Text-Guided Image Inpainting

This repo allows you to perform image editing via text prompts, or support user-defined masking area and generation prompts.

Tip: modify the paths in VLinference.py, masking_inpainting.py, and app.py to point to your local model directories.

TaskList

Text-guided image inpainting
User-defined masking area
Complete WebUI support
Train the clip model for mask prediction
Design a metric for mask prediction quality (Sciprt Finished)
Do ablation study (Sciprt Finished)
Finish the report (With basic structure given)

You may download the Magic Brush dataset using the the codes in dataset/download.py, and extract the dataset using dataset/extract.py. The dataset will be formatted into:

MagicBrush/
├── train
│   ├── 00000
│   │   ├── instructions.txt (with inpaint instructions)
│   │   ├── mask_img.png (img with masked out areas)
│   │   ├── source_img.png (original image)
│   │   └── target_img.png (image with masked areas filled)
│   └── ...
├── test
│   └── ...

Environment Setup

First of all, set up a new conda environment:

conda create -n paint python=3.10 -y
conda activate paint

Then install the required packages:

pip install torch==2.6.0
pip install torchvision==0.21.0
pip install -r requirements.txt

I advise that you also install flash-attn to speed up inference.

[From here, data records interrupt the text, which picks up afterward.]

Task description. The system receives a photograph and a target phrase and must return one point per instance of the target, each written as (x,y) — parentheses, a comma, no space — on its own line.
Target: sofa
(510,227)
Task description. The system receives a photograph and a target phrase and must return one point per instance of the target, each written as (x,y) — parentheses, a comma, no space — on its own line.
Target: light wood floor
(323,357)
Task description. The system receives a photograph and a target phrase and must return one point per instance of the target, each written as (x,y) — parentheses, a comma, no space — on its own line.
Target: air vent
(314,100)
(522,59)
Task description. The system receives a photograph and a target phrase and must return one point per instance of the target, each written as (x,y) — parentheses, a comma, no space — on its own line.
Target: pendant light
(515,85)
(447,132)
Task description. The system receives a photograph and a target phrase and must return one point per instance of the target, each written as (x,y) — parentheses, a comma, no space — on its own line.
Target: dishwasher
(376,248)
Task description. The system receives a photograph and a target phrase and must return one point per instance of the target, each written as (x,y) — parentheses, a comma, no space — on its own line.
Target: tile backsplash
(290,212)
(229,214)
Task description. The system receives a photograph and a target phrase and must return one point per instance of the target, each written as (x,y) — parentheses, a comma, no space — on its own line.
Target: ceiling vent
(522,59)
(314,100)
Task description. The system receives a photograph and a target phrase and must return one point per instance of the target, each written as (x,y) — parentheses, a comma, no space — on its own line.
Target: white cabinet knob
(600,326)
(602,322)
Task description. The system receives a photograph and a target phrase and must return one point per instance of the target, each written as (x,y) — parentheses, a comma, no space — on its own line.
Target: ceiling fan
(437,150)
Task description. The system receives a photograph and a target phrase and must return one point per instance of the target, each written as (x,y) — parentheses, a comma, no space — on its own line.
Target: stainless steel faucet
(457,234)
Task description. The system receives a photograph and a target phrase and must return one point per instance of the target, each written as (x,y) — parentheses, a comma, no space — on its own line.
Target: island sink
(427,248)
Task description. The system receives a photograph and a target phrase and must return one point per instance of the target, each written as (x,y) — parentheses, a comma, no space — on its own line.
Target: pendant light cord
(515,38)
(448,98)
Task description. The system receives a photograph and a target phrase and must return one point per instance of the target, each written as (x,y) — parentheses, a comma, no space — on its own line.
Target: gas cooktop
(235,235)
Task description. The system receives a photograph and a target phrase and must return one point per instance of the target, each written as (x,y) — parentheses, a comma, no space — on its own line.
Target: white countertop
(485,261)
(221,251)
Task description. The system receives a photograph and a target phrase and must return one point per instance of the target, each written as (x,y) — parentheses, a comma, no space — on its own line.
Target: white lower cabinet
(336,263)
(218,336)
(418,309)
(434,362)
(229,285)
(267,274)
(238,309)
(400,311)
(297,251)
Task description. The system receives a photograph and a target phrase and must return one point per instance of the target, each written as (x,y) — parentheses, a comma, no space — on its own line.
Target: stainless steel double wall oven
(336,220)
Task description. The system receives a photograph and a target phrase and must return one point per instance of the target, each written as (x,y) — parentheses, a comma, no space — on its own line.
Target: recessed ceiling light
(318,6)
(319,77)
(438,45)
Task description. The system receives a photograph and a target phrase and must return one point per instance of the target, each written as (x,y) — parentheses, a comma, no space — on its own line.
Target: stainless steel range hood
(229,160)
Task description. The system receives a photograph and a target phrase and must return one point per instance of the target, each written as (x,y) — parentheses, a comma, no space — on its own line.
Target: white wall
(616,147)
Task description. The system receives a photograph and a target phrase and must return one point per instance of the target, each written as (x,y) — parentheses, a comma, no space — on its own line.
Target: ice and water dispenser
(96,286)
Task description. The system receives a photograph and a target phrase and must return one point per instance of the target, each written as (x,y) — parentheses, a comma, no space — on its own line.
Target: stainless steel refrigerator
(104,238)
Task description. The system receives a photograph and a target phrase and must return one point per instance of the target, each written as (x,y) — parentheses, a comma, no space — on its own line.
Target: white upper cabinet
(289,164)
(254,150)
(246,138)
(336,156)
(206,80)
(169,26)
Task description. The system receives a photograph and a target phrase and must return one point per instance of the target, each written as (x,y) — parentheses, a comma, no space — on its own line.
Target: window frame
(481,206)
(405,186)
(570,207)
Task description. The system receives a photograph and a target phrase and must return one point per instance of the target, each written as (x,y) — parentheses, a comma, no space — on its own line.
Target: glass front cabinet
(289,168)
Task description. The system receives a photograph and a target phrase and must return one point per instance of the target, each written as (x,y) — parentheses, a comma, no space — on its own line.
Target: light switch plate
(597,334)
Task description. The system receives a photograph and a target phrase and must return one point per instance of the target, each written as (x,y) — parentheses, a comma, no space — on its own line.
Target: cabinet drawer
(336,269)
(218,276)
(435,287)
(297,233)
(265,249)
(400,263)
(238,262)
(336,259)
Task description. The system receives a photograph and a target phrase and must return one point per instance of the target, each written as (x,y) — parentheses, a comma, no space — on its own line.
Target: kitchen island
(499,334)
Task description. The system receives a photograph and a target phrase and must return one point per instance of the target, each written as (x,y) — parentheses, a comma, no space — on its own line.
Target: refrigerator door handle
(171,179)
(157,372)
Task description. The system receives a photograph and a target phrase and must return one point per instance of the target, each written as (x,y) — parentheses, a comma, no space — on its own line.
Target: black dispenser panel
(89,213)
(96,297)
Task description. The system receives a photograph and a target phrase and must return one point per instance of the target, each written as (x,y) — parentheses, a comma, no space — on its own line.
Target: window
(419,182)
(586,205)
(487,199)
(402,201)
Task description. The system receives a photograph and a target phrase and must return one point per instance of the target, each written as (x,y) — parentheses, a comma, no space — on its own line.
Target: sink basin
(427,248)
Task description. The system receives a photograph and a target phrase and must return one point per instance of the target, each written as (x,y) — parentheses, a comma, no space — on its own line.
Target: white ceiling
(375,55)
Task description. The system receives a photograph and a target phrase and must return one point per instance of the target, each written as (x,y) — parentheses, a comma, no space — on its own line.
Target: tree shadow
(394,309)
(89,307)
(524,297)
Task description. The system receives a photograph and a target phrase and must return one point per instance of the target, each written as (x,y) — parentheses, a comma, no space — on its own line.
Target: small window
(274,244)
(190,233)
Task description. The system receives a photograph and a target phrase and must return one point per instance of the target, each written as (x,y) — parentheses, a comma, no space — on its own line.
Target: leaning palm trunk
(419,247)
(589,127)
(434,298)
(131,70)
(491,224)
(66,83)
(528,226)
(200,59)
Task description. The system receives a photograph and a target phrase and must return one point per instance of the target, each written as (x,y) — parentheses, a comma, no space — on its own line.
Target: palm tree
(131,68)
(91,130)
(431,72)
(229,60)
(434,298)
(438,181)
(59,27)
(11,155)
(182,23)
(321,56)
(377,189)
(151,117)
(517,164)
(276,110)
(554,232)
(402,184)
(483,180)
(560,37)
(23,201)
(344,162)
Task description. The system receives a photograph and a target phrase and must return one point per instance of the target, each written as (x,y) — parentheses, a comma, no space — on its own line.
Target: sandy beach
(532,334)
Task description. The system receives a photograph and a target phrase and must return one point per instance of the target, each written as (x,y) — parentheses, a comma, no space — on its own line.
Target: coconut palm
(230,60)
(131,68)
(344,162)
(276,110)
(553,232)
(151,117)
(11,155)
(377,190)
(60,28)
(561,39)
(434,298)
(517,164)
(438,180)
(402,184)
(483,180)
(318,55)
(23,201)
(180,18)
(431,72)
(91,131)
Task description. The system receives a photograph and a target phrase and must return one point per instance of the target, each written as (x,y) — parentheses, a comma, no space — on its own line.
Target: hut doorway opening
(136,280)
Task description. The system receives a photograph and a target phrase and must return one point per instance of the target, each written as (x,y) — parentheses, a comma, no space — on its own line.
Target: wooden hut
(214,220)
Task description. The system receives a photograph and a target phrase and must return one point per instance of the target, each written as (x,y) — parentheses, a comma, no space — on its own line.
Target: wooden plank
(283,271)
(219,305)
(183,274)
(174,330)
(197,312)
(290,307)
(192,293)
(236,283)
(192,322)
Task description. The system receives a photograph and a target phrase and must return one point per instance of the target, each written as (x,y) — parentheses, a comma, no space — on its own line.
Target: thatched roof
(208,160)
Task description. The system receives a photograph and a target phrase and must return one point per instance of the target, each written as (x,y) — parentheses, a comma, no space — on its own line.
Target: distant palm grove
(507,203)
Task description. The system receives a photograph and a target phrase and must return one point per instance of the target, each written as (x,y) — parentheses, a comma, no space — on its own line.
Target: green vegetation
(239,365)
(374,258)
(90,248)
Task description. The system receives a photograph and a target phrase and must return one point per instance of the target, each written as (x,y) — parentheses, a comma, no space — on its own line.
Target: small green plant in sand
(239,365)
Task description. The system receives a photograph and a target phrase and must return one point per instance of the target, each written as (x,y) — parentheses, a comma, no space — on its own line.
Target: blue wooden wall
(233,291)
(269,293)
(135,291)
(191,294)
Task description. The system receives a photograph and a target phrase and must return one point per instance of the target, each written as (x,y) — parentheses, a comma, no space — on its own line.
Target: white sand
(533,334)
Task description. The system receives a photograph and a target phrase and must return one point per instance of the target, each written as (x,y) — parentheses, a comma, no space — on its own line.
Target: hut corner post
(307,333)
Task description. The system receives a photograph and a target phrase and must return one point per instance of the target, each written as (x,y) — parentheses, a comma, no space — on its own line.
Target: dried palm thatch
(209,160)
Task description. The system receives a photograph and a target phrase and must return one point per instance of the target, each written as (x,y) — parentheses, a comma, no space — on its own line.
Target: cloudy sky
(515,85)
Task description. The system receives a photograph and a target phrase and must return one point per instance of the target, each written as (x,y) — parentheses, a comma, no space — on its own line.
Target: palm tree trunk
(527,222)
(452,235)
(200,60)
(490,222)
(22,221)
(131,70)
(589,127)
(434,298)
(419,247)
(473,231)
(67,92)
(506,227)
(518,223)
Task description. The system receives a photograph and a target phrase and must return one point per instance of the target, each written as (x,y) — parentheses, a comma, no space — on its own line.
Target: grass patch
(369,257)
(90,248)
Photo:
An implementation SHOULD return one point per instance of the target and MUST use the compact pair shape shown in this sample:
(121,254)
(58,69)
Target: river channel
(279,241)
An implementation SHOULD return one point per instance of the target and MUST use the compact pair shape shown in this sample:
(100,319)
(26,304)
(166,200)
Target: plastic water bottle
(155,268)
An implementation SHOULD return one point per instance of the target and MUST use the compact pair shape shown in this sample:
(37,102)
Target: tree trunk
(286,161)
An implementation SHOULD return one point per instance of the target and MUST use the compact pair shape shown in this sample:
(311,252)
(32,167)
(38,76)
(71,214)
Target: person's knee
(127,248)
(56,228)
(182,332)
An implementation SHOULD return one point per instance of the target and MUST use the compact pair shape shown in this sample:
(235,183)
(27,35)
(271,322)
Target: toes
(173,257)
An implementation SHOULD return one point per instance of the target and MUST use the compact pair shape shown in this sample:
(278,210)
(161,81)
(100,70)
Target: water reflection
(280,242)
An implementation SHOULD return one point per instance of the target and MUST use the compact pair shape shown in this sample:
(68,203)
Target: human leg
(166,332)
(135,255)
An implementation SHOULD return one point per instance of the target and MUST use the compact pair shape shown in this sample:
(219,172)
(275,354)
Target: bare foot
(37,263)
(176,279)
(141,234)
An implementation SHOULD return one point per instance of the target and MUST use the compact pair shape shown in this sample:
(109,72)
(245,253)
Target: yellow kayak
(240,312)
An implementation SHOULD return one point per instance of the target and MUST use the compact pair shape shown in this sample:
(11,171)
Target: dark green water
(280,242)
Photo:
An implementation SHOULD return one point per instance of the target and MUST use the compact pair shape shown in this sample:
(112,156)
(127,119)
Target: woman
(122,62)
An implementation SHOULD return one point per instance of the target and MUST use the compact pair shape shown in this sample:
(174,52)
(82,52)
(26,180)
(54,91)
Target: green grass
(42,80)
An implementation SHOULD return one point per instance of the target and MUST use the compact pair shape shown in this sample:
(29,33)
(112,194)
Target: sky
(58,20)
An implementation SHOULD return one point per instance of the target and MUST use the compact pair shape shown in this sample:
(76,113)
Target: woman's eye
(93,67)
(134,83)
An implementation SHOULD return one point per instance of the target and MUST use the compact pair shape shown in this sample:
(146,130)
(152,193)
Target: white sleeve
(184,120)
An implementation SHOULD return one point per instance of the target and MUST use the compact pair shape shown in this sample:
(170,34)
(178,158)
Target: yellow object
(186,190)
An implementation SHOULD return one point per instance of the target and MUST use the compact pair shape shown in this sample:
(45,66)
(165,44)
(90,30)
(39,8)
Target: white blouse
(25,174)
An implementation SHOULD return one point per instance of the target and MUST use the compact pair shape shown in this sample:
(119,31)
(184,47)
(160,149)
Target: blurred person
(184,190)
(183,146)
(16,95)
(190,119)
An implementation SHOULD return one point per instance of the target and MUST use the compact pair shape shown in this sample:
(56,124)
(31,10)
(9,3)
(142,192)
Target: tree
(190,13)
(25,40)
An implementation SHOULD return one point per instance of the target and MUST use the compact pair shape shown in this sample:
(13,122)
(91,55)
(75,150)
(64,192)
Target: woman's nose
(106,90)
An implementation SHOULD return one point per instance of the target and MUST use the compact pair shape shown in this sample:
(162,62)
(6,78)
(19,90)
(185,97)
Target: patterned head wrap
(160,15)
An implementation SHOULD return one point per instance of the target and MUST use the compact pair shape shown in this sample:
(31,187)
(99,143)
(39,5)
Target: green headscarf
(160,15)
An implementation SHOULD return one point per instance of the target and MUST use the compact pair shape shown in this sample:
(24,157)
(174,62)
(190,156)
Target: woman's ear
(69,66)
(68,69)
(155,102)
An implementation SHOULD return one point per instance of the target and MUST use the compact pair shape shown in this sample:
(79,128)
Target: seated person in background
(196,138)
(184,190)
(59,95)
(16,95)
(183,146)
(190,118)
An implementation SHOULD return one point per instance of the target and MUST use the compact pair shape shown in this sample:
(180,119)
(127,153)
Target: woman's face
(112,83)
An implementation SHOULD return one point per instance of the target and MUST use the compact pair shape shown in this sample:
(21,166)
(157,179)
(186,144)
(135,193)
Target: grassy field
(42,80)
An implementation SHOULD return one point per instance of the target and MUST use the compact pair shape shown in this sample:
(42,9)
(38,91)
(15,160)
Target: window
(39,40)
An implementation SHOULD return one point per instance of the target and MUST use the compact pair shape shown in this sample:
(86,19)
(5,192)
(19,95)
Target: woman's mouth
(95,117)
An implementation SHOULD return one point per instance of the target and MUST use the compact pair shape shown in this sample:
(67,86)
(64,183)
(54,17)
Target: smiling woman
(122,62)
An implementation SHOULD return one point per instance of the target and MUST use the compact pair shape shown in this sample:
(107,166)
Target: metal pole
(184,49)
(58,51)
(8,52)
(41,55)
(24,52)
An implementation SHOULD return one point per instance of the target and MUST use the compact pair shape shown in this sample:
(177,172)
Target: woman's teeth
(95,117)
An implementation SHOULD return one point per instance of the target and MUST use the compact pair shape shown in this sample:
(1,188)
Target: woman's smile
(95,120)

If you installed all prior dependencies following this guide, then you can choose to install via this method:

wget https://github.com/Dao-AILab/flash-attention/releases/download/v2.7.1.post4/flash_attn-2.7.1.post4+cu12torch2.6cxx11abiFALSE-cp310-cp310-linux_x86_64.whl
pip install flash_attn-2.7.1.post4+cu12torch2.6cxx11abiFALSE-cp310-cp310-linux_x86_64.whl

otherwise, you can install via pip, which might be slow and cause trouble:

pip install flash-attn

if you really have trouble installing flash-attn, simply disable it in VLinference.py.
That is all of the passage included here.